In fact, even though it looks wrong and it’s not the ideal situation, it won’t break anything, as after X was merged on B’s main, the commit pointed by X will be an ancestor of B’s main. This way, A would be referencing what can be considered an older version of B’s main. The order of the parent commits of a merge commit doesn’t matter here, and that’s one of the beauties of Git.
But…
But it works because the commit pointed by X is still reachable from B’s main. And this is because we performed a true merge, keeping a reference to the merged branch.
This is not what would happen if we performed a squash merge, as the squash merge is the same as the true merge except that it doesn’t keep the reference to the merged branch, as I explained here.
Then, things can break if you replace the merge in 3 by a squash merge. After merging a PR (true merge, squash merge or fast forward) on GitHub, this shows up:
It’s reasonable to click on it, as the code is already merged and you won’t need that reference anymore.
So, let’s imagine the sitation where we replaced the merge in step 3 by a squash merge and then clicked that button to delete X. Then, we proceed to step 5, where we merge Y on A’s main.
Supposing that even if the code worked for both the reviewers and the author, it will break if we try to deploy in that situation.
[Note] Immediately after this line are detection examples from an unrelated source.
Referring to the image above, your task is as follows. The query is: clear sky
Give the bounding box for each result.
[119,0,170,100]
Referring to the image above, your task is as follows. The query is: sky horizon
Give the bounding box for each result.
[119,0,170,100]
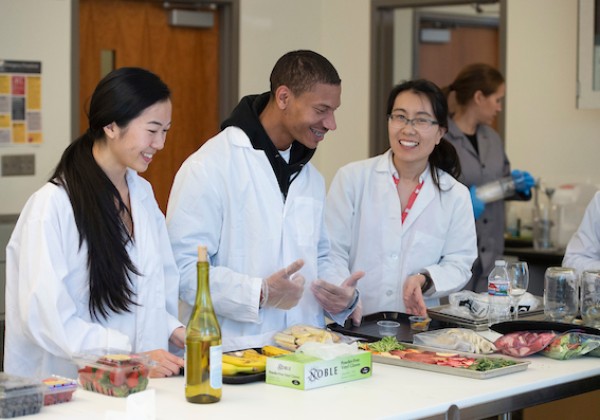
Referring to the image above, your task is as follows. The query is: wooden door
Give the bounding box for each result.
[419,26,499,87]
[79,0,219,212]
[418,23,500,126]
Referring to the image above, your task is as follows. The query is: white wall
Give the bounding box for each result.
[506,0,600,185]
[0,0,600,214]
[240,0,600,192]
[0,0,72,214]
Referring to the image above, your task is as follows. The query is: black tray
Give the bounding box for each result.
[490,319,600,335]
[223,372,266,385]
[327,312,450,343]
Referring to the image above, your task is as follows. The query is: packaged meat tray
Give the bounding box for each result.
[42,375,77,405]
[0,372,44,419]
[366,339,530,379]
[73,349,152,397]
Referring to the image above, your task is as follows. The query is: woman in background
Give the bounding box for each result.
[4,68,185,378]
[443,64,535,292]
[326,80,477,323]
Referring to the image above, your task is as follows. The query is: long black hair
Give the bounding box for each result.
[387,79,461,189]
[50,67,171,319]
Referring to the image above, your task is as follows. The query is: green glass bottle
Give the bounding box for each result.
[185,246,223,404]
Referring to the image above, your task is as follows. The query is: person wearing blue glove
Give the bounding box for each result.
[510,169,535,197]
[444,64,535,292]
[469,185,485,220]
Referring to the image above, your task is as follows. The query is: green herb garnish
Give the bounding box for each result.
[469,357,517,371]
[366,336,406,353]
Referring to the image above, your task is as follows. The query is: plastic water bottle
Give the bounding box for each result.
[488,260,510,326]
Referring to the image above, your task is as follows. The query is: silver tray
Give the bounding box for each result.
[372,344,531,379]
[427,304,544,331]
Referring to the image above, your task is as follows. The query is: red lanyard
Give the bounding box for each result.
[392,174,425,223]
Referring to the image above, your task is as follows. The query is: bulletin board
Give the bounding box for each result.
[0,59,43,146]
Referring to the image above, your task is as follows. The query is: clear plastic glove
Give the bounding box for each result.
[510,169,535,196]
[310,271,365,315]
[261,260,304,310]
[350,298,362,327]
[402,274,427,316]
[469,185,485,220]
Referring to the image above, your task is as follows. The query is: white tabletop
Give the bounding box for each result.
[21,356,600,420]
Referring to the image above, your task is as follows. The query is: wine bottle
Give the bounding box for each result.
[185,246,223,404]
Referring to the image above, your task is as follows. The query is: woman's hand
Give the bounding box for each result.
[169,327,185,349]
[143,348,184,378]
[402,274,427,316]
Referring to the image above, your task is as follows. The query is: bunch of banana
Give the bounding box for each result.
[260,346,291,357]
[223,349,267,375]
[273,325,340,350]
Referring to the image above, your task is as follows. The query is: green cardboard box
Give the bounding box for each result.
[266,351,373,389]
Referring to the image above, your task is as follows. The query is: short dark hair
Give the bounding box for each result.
[443,63,504,106]
[270,50,342,96]
[387,79,461,188]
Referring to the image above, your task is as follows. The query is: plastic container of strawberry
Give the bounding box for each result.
[42,375,77,405]
[73,349,151,397]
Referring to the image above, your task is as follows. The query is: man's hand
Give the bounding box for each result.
[310,271,365,315]
[350,298,362,327]
[143,349,185,378]
[261,260,304,310]
[402,274,427,316]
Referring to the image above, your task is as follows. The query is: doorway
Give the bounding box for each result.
[78,0,237,212]
[413,13,500,87]
[369,0,506,156]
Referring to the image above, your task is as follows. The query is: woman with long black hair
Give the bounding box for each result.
[4,67,185,378]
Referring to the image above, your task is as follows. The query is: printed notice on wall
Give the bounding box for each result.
[0,59,42,146]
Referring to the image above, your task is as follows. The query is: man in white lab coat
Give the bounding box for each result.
[167,51,362,351]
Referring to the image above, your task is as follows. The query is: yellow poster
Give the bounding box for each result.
[0,59,43,146]
[27,76,42,110]
[13,122,27,144]
[0,74,10,95]
[0,114,10,128]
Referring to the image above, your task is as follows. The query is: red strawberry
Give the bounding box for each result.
[109,369,125,387]
[127,371,140,389]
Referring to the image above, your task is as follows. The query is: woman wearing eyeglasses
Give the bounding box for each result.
[326,80,477,323]
[443,64,535,292]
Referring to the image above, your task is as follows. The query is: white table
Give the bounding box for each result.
[20,356,600,420]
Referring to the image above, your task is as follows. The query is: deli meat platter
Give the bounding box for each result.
[372,344,531,379]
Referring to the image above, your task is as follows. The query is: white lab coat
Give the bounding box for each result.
[167,126,347,351]
[326,150,477,314]
[4,170,182,378]
[562,192,600,273]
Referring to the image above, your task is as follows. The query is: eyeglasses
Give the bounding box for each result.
[388,114,439,131]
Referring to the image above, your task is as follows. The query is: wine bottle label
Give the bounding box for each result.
[210,345,223,389]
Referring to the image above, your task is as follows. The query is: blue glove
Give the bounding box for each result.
[469,185,485,220]
[510,169,535,196]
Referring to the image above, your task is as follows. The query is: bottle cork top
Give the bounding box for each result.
[198,245,208,262]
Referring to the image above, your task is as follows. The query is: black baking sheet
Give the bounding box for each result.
[327,312,451,343]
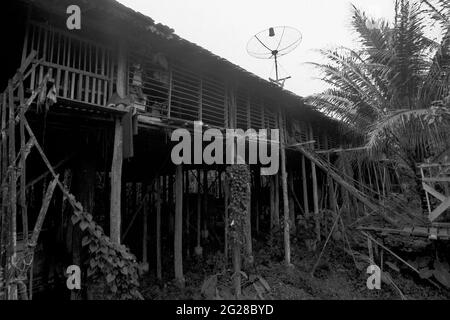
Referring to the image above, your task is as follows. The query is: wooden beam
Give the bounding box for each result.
[195,170,202,256]
[278,111,291,266]
[309,126,320,241]
[174,165,185,287]
[109,39,127,244]
[155,176,164,281]
[302,154,309,218]
[142,186,149,272]
[109,119,123,244]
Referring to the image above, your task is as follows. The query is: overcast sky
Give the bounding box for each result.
[119,0,394,96]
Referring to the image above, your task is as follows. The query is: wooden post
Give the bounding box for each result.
[245,179,253,265]
[109,40,127,244]
[278,111,291,266]
[273,173,280,228]
[302,154,309,218]
[223,172,230,269]
[174,165,184,287]
[184,170,191,257]
[309,127,320,241]
[269,176,276,232]
[233,239,242,299]
[195,170,202,256]
[155,176,164,281]
[109,119,123,244]
[19,79,28,243]
[142,189,149,272]
[255,170,262,234]
[8,80,17,300]
[202,170,210,240]
[288,172,296,233]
And it’s worse: it only works on the machines where the people who developed and reviewed the code before 5, but it won’t work on other machines! This way, both the reviewers and the developers will swear that the code works while everyone else clearly see that it is broken!
What’s happening???
Remember that when you perform a squash merge you don’t reference the commit pointed by the original branch? If you delete the original branch (that is also a reference) on GitHub or similar you’ll lose the last remaining reference to that commit on the remote repository, but you won’t lose in the machines that still have X.
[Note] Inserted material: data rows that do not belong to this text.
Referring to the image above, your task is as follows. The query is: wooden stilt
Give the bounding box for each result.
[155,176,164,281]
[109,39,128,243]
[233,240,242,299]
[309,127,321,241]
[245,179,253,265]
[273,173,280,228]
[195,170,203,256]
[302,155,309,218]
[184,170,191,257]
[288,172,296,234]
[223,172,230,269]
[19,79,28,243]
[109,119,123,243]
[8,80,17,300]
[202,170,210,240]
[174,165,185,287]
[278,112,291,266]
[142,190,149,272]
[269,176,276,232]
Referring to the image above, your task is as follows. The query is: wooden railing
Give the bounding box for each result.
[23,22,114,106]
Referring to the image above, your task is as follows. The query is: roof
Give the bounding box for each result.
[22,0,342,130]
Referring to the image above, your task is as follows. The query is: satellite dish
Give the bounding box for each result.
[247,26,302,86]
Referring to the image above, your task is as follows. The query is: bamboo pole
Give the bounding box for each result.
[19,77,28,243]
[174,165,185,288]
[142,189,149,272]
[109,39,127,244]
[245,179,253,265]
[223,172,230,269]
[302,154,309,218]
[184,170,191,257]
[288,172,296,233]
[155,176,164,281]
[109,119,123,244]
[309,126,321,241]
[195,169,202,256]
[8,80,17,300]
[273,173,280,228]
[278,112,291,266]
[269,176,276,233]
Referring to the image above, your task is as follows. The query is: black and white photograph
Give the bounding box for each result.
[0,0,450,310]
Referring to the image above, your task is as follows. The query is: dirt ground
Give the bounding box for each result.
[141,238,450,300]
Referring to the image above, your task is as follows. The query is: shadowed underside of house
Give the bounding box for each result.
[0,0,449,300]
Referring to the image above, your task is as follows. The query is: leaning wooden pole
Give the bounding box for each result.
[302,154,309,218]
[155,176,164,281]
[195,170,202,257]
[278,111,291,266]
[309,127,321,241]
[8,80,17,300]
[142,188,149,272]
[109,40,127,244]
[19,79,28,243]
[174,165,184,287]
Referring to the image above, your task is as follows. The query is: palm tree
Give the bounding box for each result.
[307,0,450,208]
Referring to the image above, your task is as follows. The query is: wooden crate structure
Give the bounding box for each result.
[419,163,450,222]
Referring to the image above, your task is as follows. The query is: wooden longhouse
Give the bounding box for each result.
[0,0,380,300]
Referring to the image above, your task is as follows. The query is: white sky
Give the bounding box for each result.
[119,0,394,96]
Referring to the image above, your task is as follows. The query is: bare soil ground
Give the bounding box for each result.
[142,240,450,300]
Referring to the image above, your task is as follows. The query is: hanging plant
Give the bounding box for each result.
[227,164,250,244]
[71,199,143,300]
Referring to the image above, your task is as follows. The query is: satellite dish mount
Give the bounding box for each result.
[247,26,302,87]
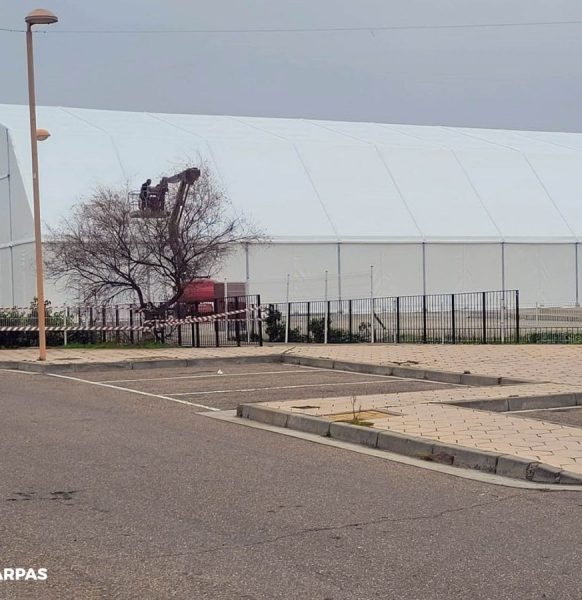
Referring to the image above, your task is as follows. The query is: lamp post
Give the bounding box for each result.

When a commit is not reachable by any reference (normally, branches and tags) of
its repository, it can’t be fetched as git fetch
(and of course, git pull
or
git clone
) only fetches given a reference. Not only that, but eventually that
commit will be deleted as it is unreachable (see
git gc). It means that the commit pointed
as submodule by A’s main is lost. This way, the code will depend on
something that doesn’t exist anymore! And, of course, if it depends on
something that doesn’t exist it won’t work!
Conclusion
Code that only works on the developer and the reviewer machines but not on other machines is a nightmare. This is a new level of “but it works on my machine” because even if you have the exact same setup as the developer, the code will break, as the problem is a commit that doesn’t exist anymore.
So, if someone uses your code as a submodule, stopping using squash is not enough. I ask you: DISABLE the option to squash if you can on GitHub or similar. This is harmful.
Thanks for your time! I hope that this may be useful. If something is wrong, please open a issue.